Mason Fine still remembers the days of being a 165-pound, sixth-string quarterback when he first arrived in Denton.
On one of those days, Fine pulled out a piece of paper from his backpack and wrote down his plan. It was simple. Forget redshirting during his freshman year; Fine was going to start. Sophomore year, he’d earn all-conference. By senior year, he’d be an All-American.
Fine showed his plan to some of his friends and they laughed. Well, 9,400 passing yards, 64 passing touchdowns and a pair of C-USA Offensive Player of the Year picks later, and Fine has the last laugh.
“I’ve been on a good track,” Fine said. “I haven’t accomplished some of those, but dang it, I’ve aimed high and I’ve missed, but I’ve accomplished a lot.”
That’s putting it mildly. Fine has teamed up with Seth Littrell to completely transform North Texas, both on and off the field. The senior already tops the UNT record books in passing yards, completions and 300-yard passing games. Early next season, he’ll clinch the mark for most passing touchdowns, too. Far more important, Fine led North Texas to the winningest three-year stretch since Hayden Fry.
When offensive coordinator Bodie Reeder was at Oklahoma State, he remembers seeing Fine tearing up high school defense at Locust Grove in Oklahoma. But after getting an early commitment from another quarterback at OSU, Fine never became a priority. Getting a second chance to work with Fine at UNT was a huge draw.
“It’s a freaking blessing,” Reeder said. “He’s sharp; he picks up everything I put at him. He has a chance to be better than anyone that I’ve been around. Everyone in the country missed on him. He could play anywhere.”
Those words carry heavy weight. Reeder worked with Pittsburgh Steelers quarterback Mason Rudolph at Oklahoma State and with two- time Walter Payton Trophy finalist Gage Gubrud at Eastern Washington.
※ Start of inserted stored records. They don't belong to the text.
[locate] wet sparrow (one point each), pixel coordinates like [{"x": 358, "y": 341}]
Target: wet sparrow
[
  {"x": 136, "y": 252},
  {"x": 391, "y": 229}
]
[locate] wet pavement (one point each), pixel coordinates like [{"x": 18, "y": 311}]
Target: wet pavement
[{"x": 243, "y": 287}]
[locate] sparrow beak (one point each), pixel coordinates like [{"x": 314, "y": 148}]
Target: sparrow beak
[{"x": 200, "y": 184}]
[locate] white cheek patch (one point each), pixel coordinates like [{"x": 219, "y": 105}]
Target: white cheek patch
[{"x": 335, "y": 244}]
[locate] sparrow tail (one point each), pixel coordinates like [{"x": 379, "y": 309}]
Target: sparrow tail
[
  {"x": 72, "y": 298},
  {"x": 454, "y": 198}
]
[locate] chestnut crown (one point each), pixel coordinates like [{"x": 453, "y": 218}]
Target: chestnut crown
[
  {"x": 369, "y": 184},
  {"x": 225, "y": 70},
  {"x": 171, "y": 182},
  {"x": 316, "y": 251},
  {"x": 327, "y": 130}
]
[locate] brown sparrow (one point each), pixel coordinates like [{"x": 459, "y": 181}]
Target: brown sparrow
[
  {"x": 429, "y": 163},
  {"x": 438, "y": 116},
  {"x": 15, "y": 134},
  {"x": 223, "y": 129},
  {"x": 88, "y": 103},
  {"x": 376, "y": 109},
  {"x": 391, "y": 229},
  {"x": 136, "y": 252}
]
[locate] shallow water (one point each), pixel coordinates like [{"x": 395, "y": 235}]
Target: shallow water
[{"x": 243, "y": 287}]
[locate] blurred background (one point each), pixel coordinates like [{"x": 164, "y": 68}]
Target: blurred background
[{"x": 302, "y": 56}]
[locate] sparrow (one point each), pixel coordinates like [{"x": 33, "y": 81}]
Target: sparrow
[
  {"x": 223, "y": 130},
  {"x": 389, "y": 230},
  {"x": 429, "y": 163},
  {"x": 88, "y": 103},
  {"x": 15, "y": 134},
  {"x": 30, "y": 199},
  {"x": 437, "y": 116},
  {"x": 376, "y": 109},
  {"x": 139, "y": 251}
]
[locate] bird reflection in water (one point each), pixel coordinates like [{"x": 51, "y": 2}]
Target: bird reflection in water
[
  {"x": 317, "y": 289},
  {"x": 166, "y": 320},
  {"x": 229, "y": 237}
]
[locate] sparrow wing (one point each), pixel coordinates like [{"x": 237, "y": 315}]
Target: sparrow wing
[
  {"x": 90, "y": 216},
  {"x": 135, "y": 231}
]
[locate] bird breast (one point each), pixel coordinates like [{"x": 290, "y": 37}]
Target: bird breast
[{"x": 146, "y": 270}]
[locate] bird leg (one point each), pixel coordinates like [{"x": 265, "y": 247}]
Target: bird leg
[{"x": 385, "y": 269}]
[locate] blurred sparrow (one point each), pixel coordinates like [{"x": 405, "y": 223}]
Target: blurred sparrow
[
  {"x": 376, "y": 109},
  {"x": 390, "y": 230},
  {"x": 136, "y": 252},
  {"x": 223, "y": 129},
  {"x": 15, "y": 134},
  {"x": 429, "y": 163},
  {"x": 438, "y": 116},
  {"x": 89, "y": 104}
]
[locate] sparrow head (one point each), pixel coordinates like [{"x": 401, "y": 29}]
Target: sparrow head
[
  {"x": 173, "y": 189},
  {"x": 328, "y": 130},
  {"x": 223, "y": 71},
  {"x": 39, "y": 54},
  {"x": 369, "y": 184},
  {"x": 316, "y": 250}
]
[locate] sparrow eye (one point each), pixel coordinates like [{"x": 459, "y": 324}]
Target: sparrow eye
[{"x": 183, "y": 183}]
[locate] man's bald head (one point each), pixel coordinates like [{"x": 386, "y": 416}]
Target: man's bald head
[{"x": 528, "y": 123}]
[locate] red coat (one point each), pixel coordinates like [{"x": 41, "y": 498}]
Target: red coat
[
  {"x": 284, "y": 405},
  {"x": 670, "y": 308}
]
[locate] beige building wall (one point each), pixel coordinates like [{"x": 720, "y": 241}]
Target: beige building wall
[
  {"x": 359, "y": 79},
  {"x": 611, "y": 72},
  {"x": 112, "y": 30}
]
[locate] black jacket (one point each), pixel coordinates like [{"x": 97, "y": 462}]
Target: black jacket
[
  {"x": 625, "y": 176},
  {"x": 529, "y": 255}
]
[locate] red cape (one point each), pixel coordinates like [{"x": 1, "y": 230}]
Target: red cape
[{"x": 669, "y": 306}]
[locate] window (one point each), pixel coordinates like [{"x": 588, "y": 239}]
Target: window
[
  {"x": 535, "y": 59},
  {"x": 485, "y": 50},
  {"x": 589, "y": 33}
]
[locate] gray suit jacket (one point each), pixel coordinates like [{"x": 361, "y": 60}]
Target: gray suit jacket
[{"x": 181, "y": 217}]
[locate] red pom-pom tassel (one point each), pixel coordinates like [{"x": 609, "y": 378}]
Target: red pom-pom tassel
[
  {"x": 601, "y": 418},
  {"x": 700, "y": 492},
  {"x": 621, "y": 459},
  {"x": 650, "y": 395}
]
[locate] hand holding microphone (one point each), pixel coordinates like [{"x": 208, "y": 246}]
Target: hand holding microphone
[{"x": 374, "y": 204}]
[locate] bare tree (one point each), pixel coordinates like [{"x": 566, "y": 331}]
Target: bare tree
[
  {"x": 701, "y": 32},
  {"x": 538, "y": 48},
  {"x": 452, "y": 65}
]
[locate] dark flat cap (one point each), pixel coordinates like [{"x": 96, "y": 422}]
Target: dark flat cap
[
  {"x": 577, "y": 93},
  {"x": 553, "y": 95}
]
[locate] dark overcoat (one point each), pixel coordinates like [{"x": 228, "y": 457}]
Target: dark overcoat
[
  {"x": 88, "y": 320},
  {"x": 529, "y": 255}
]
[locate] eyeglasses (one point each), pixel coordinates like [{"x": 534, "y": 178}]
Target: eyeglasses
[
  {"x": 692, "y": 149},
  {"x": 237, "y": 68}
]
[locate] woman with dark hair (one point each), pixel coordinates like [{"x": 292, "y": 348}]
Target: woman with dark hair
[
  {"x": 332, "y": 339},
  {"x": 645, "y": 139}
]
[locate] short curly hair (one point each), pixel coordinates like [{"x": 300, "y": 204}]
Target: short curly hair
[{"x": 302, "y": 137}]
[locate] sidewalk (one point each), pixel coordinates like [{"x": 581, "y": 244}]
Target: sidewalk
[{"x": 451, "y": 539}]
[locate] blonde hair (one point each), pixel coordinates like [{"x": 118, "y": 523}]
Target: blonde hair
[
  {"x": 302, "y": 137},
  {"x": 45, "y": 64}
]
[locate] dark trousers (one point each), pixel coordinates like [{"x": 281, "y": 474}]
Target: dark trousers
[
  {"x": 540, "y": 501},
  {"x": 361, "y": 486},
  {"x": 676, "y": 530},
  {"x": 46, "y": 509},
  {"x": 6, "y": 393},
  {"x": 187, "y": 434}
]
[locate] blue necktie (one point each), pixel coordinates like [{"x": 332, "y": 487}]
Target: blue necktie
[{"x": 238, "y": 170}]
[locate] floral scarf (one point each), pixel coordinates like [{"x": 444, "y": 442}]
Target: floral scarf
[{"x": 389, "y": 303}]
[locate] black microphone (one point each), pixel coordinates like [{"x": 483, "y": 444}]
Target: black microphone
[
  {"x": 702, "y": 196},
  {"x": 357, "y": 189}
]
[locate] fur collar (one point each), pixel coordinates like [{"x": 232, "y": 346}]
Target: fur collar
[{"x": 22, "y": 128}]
In his head, Fine is still the same skinny college freshman who has to prove himself. But heading into year four, he has a chance to leave this program is one of the greatest to ever do it in Denton.
“If you’re going to be up here eight hours a day, you might as well be great at it,” Fine said. “I didn’t want to be here and just be mediocre. It’s not a cocky thing; it’s a confidence. I try to be great every day, for myself, but also for the guys to the right and left of me, because I owe it to my coaches and my teammates.”